I could describe Carey Mulligan’s performance in Girls and Boys as enthralling, unstoppable, a tour de force. But that rhetoric misses the mark. Mulligan’s performance emanates soft power. The play features a ‘performer’, relaying with honesty and wit the story of her life-altering relationship with the man who becomes her husband. The lines bristle with bathetic comedy, as the playwright (Dennis Kelly), subverts the audience’s expectations to deliver the punchlines. As the play goes on, this subversion turns from comic to tragic. In The Guilty Feminist podcast, Deborah Frances-White explains that we often dress up traumatic experiences as funny, it’s a kind of coping mechanism. Yet the wolf -in-sheepskin’s clothing in this drama cannot be hidden for long. Eventually, the jokes fall away as the character’s agony emerges. It is too great a spectre to hide. This play runs a risk of ending in abject tragedy, however, Kelly scripts hope, which Mulligan enacts. The pale blue sets and stark blackouts between scenes emphasise Mulligan, the centripetal force rippling out from the stage into the audience.

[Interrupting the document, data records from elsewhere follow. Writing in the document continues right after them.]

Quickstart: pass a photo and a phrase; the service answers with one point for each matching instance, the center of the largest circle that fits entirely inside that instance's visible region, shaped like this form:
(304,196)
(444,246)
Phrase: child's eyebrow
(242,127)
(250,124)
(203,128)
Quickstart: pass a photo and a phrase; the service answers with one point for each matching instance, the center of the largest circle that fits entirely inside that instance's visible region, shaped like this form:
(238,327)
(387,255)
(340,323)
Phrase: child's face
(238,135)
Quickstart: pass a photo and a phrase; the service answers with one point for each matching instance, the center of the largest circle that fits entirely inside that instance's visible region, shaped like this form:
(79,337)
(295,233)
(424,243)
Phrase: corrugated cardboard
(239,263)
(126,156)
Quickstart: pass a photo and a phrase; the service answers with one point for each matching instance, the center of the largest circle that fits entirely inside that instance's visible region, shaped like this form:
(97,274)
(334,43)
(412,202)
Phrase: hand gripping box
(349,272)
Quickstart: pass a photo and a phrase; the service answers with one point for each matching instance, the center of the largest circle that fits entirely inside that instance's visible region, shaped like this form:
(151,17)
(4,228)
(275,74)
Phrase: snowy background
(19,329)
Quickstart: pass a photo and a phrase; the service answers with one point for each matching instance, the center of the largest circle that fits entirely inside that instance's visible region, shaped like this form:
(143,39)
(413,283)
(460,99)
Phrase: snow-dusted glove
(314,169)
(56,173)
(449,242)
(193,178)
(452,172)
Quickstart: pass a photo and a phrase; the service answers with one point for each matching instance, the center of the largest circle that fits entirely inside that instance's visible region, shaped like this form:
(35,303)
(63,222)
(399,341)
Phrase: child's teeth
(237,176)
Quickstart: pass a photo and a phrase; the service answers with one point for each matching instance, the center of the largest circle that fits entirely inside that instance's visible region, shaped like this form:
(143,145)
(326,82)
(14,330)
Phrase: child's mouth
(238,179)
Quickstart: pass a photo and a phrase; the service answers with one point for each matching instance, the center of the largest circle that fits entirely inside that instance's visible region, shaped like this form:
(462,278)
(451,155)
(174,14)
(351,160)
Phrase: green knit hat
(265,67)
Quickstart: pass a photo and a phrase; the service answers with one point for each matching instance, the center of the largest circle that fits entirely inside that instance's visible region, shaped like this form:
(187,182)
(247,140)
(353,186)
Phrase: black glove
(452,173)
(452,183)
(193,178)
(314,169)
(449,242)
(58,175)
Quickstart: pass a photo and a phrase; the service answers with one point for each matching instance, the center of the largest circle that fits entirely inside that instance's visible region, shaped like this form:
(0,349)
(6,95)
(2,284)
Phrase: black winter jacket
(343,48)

This play makes sense for Mulligan, it’s feminist (although not overtly) and offers interesting critiques of Western Society. Although there’s nothing preachy about it, Mulligan presents her character as sharing her opinions, contextualising her life in the 21st century. This is not only the story of an individual but one of the moments of commonality, where we all relate, whether it’s admitting that Paris is a bit underwhelming or reminiscing about a passionate love. According to Elle ‘Mulligan loathes the idea of strong female characters’ as it is undoubtedly a simplification. As if one can separate women into the ‘strong’ (cold, bossy, bitchy, masculine) and ‘weak’ (hysterical, submissive, ingenue- like and feminine). And Mulligan excels in presenting her character with nuance and dignity, revealing a strength in vulnerability.

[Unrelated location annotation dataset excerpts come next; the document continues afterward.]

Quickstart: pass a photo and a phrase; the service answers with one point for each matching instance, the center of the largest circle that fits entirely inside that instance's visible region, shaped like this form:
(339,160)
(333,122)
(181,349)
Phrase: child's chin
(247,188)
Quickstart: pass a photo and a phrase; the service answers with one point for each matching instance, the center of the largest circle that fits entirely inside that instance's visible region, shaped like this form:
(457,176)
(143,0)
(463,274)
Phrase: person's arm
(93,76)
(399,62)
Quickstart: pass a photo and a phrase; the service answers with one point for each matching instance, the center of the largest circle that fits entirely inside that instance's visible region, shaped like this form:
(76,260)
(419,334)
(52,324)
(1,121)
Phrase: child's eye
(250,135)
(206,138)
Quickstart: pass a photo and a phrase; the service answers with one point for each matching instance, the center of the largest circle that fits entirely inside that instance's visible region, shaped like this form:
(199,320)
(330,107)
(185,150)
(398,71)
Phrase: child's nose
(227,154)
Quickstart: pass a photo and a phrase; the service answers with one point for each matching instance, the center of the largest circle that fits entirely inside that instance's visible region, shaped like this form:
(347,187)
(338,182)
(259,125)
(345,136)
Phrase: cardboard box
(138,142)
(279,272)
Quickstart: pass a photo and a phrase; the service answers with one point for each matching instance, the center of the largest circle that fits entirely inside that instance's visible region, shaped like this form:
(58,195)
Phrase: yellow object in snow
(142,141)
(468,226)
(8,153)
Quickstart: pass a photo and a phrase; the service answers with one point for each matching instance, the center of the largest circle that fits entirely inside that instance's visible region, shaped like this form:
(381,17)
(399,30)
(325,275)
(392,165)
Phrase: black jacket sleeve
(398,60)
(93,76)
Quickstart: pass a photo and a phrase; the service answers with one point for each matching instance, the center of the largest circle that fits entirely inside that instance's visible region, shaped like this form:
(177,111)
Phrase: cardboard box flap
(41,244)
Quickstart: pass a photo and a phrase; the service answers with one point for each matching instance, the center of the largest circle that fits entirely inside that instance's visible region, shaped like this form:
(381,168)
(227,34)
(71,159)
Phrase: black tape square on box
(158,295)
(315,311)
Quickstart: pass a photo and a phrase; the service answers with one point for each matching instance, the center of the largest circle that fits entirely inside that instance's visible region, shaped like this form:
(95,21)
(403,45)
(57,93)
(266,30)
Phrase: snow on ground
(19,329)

She captivates, rather than dominates, which is even more affecting. In fact, describing her acting as a ‘performance’ is reductive. It is more transcendent than the word allows, she is the play and not simply because she’s the only cast member. Theatre is by nature a revealing art form, especially today with the contemporary emphasis on naturalism and unlike film, there is nowhere for a performer to hide. This vulnerability is doubly true of plays with small casts, more so of plays with a single actor. So, the actor has no choice but to completely immerse the audience in the story they are telling. Or the entire endeavour falls flat.

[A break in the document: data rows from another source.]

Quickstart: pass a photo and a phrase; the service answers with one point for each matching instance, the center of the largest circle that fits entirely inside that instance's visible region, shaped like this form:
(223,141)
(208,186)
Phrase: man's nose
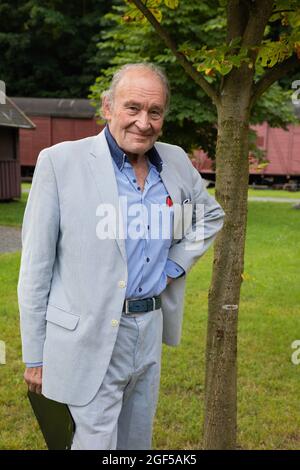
(143,121)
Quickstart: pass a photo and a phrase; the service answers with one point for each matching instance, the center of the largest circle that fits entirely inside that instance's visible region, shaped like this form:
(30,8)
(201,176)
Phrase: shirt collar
(120,157)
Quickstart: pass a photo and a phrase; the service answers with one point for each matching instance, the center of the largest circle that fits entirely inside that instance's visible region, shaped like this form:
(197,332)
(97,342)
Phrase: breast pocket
(61,317)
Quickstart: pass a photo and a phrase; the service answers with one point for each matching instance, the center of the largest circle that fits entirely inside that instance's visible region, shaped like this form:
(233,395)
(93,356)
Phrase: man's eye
(155,114)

Mulligan rises above these stakes, seeping through them by literally characterising Kelly’s script, with the woman that she portrays. She pulls the play from the realms of the page into our reality. There is no fourth wall, so the actor cannot even rely on that for a semblance of artistic power, we all share in it and Mulligan revels in this. She portrays her character with a strength and unflinching capacity for love. She is not simply ‘a victim’, ‘a survivor’ or ‘a fighter’. As with many aspects of this production, straightforward categorisation is defied. It is brilliant, complex and captures a certain zeitgeist. It will be hard for any other actor to play this role, it will always be Mulligan’s.